Despite his position, Vaughn dispensed justice with a tolerant hand. He didn’t judge a person for their shortcomings and was far from a “do-gooder.” Such was his reputation for treating everyone one and the same under the law and his unquestioned honesty, that he became such a fixture in his office that few considered running against him. One man, Alta King, tried many times to unseat the Judge, but all of his stumping around and politicking never had any measurable results, Vaughn was reelected each time by wide margins.

Finally tired at ninety from years of toil, Squire Vaughn retired and took to a rocking chair on his front porch. He recommended King to replace him, who finally got his chance to serve after all of his years of effort to get the job. At 95, shortly before his death, he spoke at a meeting of the Cottage Grove Masons, honoring older members, Vaughn himself having been a member since the 1850s. Everyone was impressed by the wit and vitality of this nonagenarian. He passed peacefully, the doctor saying he just wore out, like an old watch. For all his contributions to the community his stone simply records his name, birth and death years with no mention of his status or service to our town. 

Scattered among the old graves are a surprising number of children’s graves. Life was hard in the days before vaccines and antibiotics. Measles, Croup, Diphtheria, and simple infections carried off many before their time. Here are few: Ida Cole June 11, 1872-Dec 10, 1872, Lila Mae Walker June 24, 1904-Jan 13, 1906, Ethel Vaughn aged 1 Year, 10 Months, and 10 days.

While Sears holds some of the area’s earliest notables, it is an active burial ground. Plots are available and managed by the Sears Cemetery Association. This was not always the case. By 1960 the graveyard had fallen into a state of neglect. A group of concerned citizens, some with family interred there, got together to rectify this situation. In a 1994 Sentinel article, Eugene Nelson, related that when he got involved in the care and upkeep there was no map or records of the burials. One of the volunteers first tasks was to try and locate, identify, and map all of the existing plots and graves. It is certain that there are unmarked graves there. Some were located by wooden markers long rotted away, or during hard times when no stone could be afforded and as time moves on memories fade and are lost.

There is a stark contrast in the styles and form of the tombstones. Ones from the 1800s have a simple elegance and often religious themes. More recent burials often express the deceased’s interests.

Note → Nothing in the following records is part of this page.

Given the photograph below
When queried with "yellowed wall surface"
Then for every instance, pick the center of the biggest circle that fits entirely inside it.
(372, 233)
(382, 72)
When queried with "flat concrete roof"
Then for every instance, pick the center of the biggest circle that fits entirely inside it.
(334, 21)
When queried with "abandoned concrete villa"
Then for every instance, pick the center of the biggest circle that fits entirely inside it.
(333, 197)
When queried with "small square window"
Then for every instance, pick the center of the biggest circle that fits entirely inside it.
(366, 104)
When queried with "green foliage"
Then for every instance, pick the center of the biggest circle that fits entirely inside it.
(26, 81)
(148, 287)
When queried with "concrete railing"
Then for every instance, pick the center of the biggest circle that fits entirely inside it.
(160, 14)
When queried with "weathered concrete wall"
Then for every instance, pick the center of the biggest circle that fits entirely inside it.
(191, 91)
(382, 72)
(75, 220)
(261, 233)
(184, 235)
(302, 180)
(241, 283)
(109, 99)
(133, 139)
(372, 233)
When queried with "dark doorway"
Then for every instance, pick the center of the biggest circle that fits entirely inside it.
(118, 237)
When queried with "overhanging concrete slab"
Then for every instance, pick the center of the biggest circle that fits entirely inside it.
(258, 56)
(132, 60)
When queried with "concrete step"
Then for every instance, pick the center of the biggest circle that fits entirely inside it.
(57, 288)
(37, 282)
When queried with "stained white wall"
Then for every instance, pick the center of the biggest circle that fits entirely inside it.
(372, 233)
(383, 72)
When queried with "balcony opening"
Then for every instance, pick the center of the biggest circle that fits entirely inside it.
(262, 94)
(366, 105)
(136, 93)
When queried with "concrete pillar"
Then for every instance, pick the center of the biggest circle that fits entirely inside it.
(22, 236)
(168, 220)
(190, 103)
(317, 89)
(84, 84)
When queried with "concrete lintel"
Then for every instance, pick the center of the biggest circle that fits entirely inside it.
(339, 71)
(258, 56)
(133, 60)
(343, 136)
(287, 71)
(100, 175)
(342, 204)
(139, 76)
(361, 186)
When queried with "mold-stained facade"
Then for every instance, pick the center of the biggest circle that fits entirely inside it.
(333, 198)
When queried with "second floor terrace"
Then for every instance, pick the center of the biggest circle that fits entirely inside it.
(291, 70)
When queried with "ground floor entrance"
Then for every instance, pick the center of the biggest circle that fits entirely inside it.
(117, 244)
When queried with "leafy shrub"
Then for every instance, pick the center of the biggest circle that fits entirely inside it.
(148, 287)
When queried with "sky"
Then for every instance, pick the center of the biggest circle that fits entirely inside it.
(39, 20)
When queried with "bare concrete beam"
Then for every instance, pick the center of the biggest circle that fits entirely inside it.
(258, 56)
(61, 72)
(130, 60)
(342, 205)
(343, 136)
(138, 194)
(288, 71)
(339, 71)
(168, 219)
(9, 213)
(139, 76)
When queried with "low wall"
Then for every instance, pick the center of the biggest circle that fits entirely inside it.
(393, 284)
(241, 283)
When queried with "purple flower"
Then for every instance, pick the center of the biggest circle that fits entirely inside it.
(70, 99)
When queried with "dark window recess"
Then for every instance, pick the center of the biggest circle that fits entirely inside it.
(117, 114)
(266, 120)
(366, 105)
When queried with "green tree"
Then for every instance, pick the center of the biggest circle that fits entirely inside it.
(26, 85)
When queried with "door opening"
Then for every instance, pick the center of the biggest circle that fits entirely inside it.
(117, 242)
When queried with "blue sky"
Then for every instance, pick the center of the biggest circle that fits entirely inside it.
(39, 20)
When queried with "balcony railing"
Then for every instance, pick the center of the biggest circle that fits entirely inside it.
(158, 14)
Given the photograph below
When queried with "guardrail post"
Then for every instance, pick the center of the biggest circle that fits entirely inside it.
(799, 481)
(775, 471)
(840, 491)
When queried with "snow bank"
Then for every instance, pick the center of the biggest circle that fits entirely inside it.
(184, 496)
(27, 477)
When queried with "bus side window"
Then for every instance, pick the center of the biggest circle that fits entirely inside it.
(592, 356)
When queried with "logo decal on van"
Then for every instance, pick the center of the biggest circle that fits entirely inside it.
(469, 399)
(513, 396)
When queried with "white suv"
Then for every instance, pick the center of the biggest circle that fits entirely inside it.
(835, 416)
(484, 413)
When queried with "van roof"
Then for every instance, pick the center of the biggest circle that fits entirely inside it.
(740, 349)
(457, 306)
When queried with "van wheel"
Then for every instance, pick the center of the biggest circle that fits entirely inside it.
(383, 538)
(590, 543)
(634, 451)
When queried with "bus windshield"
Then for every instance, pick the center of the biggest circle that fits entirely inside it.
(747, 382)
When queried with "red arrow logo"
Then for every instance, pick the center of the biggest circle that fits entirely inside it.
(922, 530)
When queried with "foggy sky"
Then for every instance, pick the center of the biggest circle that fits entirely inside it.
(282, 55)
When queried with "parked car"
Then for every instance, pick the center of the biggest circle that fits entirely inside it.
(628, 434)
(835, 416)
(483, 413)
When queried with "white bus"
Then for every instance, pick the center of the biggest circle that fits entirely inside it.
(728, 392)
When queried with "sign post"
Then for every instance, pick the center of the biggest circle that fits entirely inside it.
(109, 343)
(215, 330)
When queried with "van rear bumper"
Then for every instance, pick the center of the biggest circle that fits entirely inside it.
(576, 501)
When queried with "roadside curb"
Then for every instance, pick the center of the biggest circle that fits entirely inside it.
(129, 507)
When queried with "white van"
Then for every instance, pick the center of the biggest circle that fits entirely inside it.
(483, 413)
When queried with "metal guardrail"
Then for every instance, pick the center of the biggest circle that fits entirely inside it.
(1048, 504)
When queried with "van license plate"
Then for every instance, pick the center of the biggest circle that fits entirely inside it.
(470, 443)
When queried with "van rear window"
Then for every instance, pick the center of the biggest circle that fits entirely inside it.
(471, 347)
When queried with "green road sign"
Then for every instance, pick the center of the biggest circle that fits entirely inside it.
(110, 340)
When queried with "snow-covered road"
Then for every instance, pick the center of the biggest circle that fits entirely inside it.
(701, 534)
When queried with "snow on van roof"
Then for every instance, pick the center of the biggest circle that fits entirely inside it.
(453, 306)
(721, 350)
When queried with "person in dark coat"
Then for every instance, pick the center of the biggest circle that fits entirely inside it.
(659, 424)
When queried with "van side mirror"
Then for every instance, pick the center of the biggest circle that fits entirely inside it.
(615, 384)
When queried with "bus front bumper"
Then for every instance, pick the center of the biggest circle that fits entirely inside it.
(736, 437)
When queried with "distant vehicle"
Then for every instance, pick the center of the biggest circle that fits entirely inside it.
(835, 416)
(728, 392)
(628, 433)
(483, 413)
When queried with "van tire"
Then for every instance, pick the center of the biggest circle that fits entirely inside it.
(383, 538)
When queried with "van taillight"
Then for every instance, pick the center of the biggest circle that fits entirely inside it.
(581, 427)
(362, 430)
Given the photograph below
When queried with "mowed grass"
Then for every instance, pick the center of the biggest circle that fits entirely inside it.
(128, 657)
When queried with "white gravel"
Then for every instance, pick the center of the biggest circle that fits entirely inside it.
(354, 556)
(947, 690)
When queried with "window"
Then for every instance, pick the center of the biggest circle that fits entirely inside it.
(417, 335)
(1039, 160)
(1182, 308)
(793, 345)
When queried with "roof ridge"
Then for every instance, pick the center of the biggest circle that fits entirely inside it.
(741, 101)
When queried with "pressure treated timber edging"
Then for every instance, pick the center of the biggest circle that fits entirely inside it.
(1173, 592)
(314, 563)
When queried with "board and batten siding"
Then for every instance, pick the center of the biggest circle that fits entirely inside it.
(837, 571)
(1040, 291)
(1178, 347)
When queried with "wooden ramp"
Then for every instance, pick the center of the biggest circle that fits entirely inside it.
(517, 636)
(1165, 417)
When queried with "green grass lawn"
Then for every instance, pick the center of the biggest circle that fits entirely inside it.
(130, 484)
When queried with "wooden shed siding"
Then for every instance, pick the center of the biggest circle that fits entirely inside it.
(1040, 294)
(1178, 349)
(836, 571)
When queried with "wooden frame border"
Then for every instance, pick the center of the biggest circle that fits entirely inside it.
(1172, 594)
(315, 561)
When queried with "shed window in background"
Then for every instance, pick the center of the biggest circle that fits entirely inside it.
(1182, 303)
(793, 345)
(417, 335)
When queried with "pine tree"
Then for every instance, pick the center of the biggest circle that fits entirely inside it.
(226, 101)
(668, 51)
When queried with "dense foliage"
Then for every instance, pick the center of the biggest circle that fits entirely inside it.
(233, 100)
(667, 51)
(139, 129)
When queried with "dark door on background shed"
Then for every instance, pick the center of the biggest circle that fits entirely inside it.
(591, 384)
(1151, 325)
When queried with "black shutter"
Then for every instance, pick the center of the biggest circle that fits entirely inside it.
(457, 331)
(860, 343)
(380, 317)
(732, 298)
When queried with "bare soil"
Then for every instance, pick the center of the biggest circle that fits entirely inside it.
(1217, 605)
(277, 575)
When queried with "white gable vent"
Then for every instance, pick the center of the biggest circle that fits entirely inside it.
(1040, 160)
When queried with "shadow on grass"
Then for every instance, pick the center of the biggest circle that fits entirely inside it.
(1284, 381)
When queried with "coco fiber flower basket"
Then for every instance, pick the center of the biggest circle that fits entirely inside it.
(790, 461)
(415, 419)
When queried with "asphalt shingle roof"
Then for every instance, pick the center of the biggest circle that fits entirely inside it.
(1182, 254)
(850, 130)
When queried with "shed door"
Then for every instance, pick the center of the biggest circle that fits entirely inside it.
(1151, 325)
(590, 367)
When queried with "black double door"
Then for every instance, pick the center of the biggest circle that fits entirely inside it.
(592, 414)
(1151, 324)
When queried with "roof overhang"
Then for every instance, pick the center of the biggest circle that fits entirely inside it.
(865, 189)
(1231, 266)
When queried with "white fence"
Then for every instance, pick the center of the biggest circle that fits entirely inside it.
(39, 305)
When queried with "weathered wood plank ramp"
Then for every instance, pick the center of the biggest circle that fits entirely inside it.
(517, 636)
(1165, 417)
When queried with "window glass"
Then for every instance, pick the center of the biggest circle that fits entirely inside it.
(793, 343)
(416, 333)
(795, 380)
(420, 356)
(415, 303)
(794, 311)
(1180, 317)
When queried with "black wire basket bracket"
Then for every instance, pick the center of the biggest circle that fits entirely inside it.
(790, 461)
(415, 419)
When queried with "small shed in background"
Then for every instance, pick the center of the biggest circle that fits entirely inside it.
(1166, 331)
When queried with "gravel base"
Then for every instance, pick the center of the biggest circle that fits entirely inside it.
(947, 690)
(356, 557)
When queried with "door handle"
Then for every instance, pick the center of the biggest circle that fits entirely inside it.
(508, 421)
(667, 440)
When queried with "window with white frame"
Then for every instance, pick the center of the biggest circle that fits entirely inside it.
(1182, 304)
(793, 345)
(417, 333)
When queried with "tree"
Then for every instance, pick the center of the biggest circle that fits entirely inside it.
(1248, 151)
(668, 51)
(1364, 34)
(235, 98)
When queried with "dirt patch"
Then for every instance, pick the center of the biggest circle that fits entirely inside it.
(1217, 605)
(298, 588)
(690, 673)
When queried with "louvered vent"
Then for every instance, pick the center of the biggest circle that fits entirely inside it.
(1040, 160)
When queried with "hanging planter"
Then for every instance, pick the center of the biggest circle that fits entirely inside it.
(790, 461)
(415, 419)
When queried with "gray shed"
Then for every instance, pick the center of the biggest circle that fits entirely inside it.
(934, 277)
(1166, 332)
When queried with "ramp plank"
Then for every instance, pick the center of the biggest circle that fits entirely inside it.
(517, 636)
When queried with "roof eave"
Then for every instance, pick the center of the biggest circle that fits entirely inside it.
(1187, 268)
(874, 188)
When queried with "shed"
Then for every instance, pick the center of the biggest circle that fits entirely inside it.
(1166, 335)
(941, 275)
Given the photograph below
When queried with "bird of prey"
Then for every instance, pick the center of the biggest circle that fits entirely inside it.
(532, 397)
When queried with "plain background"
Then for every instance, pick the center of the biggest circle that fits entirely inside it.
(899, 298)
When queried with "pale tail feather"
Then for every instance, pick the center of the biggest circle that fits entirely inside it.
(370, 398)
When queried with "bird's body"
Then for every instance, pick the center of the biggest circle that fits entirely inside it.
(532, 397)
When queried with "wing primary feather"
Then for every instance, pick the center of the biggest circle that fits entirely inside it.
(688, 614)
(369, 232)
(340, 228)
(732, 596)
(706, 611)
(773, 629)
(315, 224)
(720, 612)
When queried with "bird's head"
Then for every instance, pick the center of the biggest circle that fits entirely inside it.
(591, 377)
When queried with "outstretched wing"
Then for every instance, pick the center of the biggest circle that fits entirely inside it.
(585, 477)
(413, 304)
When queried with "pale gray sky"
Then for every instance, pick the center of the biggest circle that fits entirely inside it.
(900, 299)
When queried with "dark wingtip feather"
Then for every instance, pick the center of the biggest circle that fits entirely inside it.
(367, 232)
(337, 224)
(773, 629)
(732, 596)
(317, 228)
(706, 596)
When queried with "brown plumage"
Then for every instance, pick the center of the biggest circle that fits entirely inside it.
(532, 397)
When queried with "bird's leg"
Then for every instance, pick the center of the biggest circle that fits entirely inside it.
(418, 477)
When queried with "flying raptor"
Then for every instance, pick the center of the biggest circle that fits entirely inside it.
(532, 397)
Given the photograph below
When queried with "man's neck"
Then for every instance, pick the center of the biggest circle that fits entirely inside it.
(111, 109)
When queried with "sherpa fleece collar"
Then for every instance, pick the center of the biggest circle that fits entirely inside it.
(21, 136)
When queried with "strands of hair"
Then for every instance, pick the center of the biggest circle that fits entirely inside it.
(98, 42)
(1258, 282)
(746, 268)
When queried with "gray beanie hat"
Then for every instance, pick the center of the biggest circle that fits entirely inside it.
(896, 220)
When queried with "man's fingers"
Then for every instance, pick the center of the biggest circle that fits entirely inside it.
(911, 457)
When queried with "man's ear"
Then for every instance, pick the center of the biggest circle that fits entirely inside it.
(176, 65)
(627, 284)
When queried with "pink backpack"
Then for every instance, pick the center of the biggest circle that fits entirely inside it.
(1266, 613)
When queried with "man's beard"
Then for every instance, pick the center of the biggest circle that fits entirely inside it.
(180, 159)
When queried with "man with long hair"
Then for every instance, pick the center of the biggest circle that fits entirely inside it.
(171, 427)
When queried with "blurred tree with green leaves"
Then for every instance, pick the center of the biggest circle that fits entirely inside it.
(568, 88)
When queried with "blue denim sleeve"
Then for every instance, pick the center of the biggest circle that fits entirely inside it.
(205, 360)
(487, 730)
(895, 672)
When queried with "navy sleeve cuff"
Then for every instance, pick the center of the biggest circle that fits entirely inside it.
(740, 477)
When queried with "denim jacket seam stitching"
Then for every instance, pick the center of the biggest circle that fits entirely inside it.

The grave of a youth who passed too soon showed a skateboard and dirt bike. Another depicts the buried rider riding his custom motorcycle. Two unique graves really caught my eye. One was an electric guitar being played by hands that reach out of the dirt. The other is marked by a cross fashioned out of old chainsaw bars with the epithet at the bottom “I saw a man.” 

And while folks famous for settling the area rest here, there are many others who have left their mark on Cottage Grove. Artists Helen and Susan “Sujo” Tryk, rest among the others who lived, worked, and died here adding their special touch to our community. Remember those who came before us, especially on All Souls’ Day, and look for more historic cemetery notes in the future.